In Baran - where the poorest of the poor of Rajasthan live - most people till a couple of years ago were bonded labourers and lived a life of neglect. Today, almost all of them are daily wage migrant workers or earn by working in the paddy fields of rich farmers.
Baran - one of India's most backward districts - was in the news in September for the death of two children who were reportedly extremely malnourished. The issue kicked up a political storm.
This IANS correspondent visited several villages and hamlets in Sahabad and Kishanganj blocks of Baran, where most children have similar physical features - bloated stomachs, spindly legs and gaunt eyes.
Before Kishore, the last victim of malnourishment was Mangal in 2013 in Kirari, the residents of the village said.
"If our children fall sick we cannot do much. Either we are dependent on tablets sold in the village shop or the primary health centre which is very far from here," Angoori, a mother of three, told IANS.

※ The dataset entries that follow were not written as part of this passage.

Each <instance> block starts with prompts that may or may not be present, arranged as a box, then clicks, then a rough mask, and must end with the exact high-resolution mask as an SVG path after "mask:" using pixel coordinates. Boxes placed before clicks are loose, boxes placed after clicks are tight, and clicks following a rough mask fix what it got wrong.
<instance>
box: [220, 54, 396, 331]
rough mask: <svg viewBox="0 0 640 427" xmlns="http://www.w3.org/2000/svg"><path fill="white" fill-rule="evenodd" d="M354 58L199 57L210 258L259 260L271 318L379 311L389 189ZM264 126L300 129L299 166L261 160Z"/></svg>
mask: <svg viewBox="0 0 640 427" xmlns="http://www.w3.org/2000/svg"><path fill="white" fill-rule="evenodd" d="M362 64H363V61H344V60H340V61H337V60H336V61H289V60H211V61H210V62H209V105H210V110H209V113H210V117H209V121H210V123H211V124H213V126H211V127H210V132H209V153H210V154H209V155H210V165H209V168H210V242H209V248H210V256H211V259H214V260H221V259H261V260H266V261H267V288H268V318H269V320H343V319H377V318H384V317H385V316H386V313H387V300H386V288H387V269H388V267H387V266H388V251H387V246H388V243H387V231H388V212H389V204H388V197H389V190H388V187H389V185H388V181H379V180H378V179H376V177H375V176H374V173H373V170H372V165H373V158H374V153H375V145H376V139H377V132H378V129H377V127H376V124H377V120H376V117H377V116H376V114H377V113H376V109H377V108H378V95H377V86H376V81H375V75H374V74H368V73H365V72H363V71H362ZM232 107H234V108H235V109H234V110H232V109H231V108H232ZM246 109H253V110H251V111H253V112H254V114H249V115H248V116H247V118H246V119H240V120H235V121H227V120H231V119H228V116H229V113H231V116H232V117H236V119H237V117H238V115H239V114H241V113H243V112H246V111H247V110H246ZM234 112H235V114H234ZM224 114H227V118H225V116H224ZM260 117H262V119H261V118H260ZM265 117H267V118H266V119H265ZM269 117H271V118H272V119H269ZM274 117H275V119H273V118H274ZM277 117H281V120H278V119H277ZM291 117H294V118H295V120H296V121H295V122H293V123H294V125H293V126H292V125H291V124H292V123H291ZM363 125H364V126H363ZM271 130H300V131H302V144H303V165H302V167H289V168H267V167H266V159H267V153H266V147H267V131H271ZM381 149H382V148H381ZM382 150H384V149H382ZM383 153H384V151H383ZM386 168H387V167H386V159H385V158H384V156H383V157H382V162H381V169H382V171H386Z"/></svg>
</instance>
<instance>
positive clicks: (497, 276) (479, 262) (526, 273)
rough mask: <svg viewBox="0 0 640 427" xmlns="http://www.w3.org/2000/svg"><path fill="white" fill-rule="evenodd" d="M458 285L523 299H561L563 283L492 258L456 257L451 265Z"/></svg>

Baran has nine Community Health Centres and one district hospital.
From January till September, 1,583 malnourished children were admitted for treatment.
Local NGOs claim that the numbers are much higher than the official figure.

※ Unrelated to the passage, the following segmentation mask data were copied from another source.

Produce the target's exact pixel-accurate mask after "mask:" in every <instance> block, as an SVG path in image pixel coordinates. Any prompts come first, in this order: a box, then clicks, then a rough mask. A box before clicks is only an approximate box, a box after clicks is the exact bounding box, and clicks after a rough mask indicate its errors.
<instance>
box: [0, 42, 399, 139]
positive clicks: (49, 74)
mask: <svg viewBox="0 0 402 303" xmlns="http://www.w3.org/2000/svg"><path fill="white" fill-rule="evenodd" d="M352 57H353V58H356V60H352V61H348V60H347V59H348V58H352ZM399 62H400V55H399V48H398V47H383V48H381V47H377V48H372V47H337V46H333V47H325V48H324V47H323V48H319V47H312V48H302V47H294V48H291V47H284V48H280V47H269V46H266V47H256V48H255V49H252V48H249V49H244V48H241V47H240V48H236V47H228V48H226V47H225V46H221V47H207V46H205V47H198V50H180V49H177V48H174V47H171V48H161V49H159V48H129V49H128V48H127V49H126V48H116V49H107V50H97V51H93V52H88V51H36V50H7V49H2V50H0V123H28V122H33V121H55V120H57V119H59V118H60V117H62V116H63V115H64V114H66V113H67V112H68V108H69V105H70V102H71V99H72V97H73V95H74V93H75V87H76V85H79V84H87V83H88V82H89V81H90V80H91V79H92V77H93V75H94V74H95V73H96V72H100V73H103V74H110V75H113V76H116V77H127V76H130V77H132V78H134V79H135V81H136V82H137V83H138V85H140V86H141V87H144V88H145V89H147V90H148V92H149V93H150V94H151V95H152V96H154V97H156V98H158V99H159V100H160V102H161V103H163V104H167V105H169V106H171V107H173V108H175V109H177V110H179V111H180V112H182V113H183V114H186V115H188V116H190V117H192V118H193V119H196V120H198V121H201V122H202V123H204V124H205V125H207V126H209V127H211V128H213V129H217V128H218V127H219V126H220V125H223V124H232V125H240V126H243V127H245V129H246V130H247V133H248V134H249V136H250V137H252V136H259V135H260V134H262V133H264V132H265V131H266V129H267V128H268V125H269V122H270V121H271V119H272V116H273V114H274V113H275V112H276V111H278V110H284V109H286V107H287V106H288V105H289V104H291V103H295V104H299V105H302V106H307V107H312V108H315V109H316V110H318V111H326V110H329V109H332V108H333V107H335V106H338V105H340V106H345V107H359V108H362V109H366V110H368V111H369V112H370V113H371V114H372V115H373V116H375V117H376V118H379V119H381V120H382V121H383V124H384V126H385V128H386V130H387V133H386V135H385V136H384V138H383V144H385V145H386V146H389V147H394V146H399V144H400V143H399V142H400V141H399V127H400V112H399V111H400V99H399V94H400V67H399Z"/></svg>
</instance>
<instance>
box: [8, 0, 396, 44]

Though there are government schemes for the welfare of Sahariyas, the benefits do not reach all of them. Under one such scheme, each Sahariya family gets 35 kg wheat, two kg of dal and cooking oil and one kg of ghee per month.
In one of the villages visited by IANS, many Sahariyas had voter identification cards"- but no ration cards.
"The problem is the leakage of supplies," a Rajasthan government official told IANS.
IANS spoke to a very senior doctor, who has worked in the region for over two decades, about the problem.
"The Integrated Child Development Scheme is a failure in Rajasthan. The Aanganwadis don't function properly. In remote villages, they don't open for months," the doctor said, requesting anonymity.
Aanganwadis cater to children in the 0-6 age group and provide outreach services to poor families in need of immunization, healthy food.
"The consumption of food is shown in the record book, but that's not the case. Either it ends up getting wasted since centres don't open for a long time or it reaches the houses of the Aanganwadi workers," the doctor said.
He said the Malnourishment Treatment Centres are always short-staffed.
Local journalist Firoze Khan, who has extensively studied the community, said that Sahariyas are also to be blamed for their state.
"They don't want to be in the mainstream. They want to live in villages. They are averse to cities. They can only work here," Khan told IANS.
Alcohol addiction among Sahariya men is also a problem, he added.
When IANS spoke to one of the Additional District Magistrates, he gave a bizarre answer for the high malnutrition levels: "The problem is only among the children between 0 and 6 ages. Once they grow up and go to school, you cannot say they were ever malnourished."